Дыхание лета, дыхание грез.
Взор волшебный, наполненный лунной негой.
О очи, вы молнии летних гроз! —
с выражением зачитала она вирши, написанные размашистым почерком со множественными фигурными загогулинами.
— Что за бред? — следователь округлил глаза.
— И вы до сих пор думаете, что Игорь способен помогать Сакисяну? Да он со своей романтикой все бы испортил!
— Как знать… — многозначительно протянул Терещенко.

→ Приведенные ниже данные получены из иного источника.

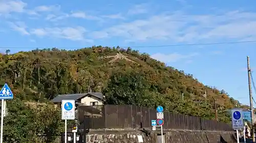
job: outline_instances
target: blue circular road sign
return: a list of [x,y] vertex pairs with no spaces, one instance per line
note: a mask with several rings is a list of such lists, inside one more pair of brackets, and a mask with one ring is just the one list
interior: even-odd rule
[[70,102],[67,102],[64,104],[64,108],[67,111],[71,110],[73,108],[72,103]]
[[233,113],[233,118],[236,120],[239,120],[241,117],[240,112],[238,111],[234,111]]
[[164,123],[163,120],[162,119],[158,119],[157,120],[157,124],[158,124],[158,125],[159,125],[159,126],[163,125],[163,123]]
[[162,112],[163,111],[163,108],[161,106],[158,106],[157,108],[157,111],[158,112]]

Вдруг усмехнулся: — А почему вы их так защищаете?
— Во-первых, терпеть не могу столь вопиющей несправедливости, во-вторых, считаю ваши действия превышением власти, что, согласитесь, недопустимо в правовом государстве, сами же говорили…
— Знаете, пожалуй, я и вас арестую. — Лицо Вадима пошло красными пятнами.

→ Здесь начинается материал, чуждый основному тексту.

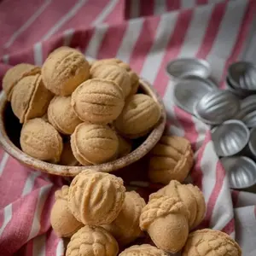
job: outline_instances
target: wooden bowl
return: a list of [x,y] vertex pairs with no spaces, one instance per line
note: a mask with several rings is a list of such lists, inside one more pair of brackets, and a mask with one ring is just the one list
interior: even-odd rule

— А в-третьих… — запальчиво продолжала Алена, не обращая внимания на угрозу, — я думаю, вы в корне не правы и задержите вовсе не убийцу, а мошенника, которого хорошо бы наказать, но вину его вы вряд ли докажете.
— Да?! — сверкнул глазами следователь. — И кто же, по-вашему, убийца? Ваш разлюбезный маньяк?

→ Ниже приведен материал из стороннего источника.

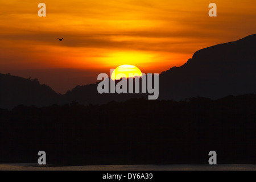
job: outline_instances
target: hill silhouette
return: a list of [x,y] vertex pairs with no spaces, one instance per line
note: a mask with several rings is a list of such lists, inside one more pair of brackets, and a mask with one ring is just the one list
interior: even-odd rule
[[[159,100],[184,100],[201,96],[216,99],[229,94],[255,93],[256,34],[237,41],[196,51],[188,61],[159,75]],[[98,83],[77,86],[65,94],[56,94],[37,81],[0,74],[0,107],[18,105],[47,106],[76,101],[80,104],[104,104],[148,94],[102,94]]]
[[43,106],[59,102],[60,94],[37,79],[24,78],[0,73],[0,107],[11,109],[19,105]]
[[256,94],[0,110],[0,163],[256,164]]

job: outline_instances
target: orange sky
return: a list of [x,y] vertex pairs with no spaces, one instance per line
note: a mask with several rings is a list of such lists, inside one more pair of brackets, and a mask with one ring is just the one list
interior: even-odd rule
[[[38,15],[41,2],[46,17]],[[211,2],[217,17],[208,15]],[[0,73],[65,93],[122,64],[160,73],[255,30],[255,0],[2,1]]]

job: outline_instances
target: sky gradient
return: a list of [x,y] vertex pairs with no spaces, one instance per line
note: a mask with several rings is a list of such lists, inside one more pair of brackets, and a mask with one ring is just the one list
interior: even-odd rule
[[[46,17],[38,15],[41,2]],[[2,1],[0,73],[61,93],[123,64],[160,73],[200,49],[255,34],[255,0]]]

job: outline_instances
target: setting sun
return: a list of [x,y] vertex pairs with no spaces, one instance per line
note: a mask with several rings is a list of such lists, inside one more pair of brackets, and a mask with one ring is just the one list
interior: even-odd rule
[[137,67],[129,64],[125,64],[119,66],[115,69],[111,75],[111,79],[113,80],[119,80],[123,77],[129,78],[142,76],[142,73]]

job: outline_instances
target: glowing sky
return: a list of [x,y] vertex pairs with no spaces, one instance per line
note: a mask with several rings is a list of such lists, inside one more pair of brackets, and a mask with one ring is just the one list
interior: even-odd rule
[[[41,2],[46,17],[38,15]],[[217,17],[208,15],[211,2]],[[123,64],[160,73],[198,49],[255,34],[255,0],[1,1],[0,73],[61,93]]]

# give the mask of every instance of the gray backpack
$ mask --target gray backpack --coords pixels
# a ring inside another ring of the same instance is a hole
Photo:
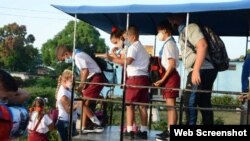
[[[227,70],[229,68],[230,59],[228,58],[225,44],[211,28],[207,26],[200,26],[200,29],[208,44],[209,58],[206,57],[206,60],[211,62],[214,68],[218,71]],[[183,37],[185,37],[185,35]],[[185,38],[181,38],[181,40],[185,40]],[[191,48],[193,52],[196,53],[195,46],[188,40],[187,47]]]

— А почему нет?! Почему вы уперлись в одну версию и прете напролом?
— Да потому, что нет ни одного доказательства, что в этом деле замешан какой-то неизвестный убийца. Уж будьте уверены, наши эксперты на славу поработали, но ничего не обнаружили. Все вертится вокруг Сакисяна — и никаких других лиц. Все свидетели — и по убийству вашей соседки, и по убийствам остальных девушек — опознали его. Даже жена господина Тихомирова, ну, того престарелого любовника Ирины, даже она сказала, что он и есть «доброжелатель», который накапал ей на мужа.
— Ну зачем Сашке убивать, когда деньги он и так получил?
— А черт его знает, — махнул рукой Терещенко. — Может, хотел следы замести. Мертвые ведь претензий не предъявляют. Все его обещания снять ролики с эфира — чистой воды блеф. Ну что было бы, если бы ваша соседка осталась жива? Неужели она или ее муж спокойно простили бы ему такое надувательство? Деньги пришлось бы отдавать. И потом, почему вы решили, что он не может оказаться жестоким человеком? Рушить судьбу другого — разве, по-вашему, не жестоко?
— Одно дело рассылать факсы начальству, другое — убить человека извращенным способом… — Алена осеклась, подумала: действительно, почему не предположить, что милый и жизнерадостный бабник — это только маска Сакисяна, а на самом деле он жестокий и расчетливый преступник.